Houve um tempo em que minha janela se abria para um terreiro, onde uma vasta mangueira alargava sua copa redonda. A sombra da árvore, numa esteira, passava quase todo o dia sentada uma mulher, cercada de crianças. E contava histórias. Eu não a podia ouvir, da altura da janela; e mesmo que a ouvisse, não a entenderia, porque isso foi muito longe, num idioma difícil. Mas as crianças tinham tal expressão no rosto, e às vezes faziam com as mãos arabescos tão compreensíveis que eu participava do auditório, imaginava os assuntos e suas peripécias e me sentia completamente feliz.

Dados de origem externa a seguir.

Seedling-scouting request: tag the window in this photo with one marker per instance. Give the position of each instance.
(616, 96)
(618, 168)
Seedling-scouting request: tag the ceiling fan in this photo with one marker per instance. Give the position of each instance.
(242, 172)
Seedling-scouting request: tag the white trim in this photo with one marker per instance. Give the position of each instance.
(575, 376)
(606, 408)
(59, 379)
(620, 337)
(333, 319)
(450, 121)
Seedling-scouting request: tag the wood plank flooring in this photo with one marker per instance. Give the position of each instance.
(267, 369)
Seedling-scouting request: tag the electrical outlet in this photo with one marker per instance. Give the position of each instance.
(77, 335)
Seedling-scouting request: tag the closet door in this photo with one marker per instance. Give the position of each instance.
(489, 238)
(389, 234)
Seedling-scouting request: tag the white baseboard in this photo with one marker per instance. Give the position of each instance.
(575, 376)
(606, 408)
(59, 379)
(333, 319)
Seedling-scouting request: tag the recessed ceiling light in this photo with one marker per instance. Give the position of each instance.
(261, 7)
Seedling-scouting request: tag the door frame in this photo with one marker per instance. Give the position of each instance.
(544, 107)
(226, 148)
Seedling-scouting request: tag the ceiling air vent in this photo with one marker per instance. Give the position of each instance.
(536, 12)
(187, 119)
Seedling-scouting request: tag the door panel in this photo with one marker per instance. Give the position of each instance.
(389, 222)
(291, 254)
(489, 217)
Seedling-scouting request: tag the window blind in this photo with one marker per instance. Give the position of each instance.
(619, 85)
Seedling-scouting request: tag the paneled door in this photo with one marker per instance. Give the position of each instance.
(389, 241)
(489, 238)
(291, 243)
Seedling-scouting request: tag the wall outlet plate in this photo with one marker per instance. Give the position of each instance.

Às vezes, abro a janela e encontro o jasmineiro em flor. Outras vezes encontro nuvens espessas. Avisto crianças que vão para a escola. Pardais que pulam pelo muro. Gatos que abrem e fecham os olhos, sonhando com pardais. Borboletas brancas, duas a duas, como refletidas no espelho do ar. Marimbondos que sempre me parecem personagens de Lope de Vega. Às vezes, um galo canta. Às vezes um avião passa. Tudo está certo, no seu lugar, cumprindo o seu destino. E eu me sinto completamente feliz.
Mas, quando falo dessas pequenas felicidades certas, que estão diante de cada janela, uns dizem que essas coisas não existem, outros que só existem diante das minhas janelas, e outros, finalmente, que é preciso aprender a olhar, para poder vê-las assim.
A: Cecília Meireles.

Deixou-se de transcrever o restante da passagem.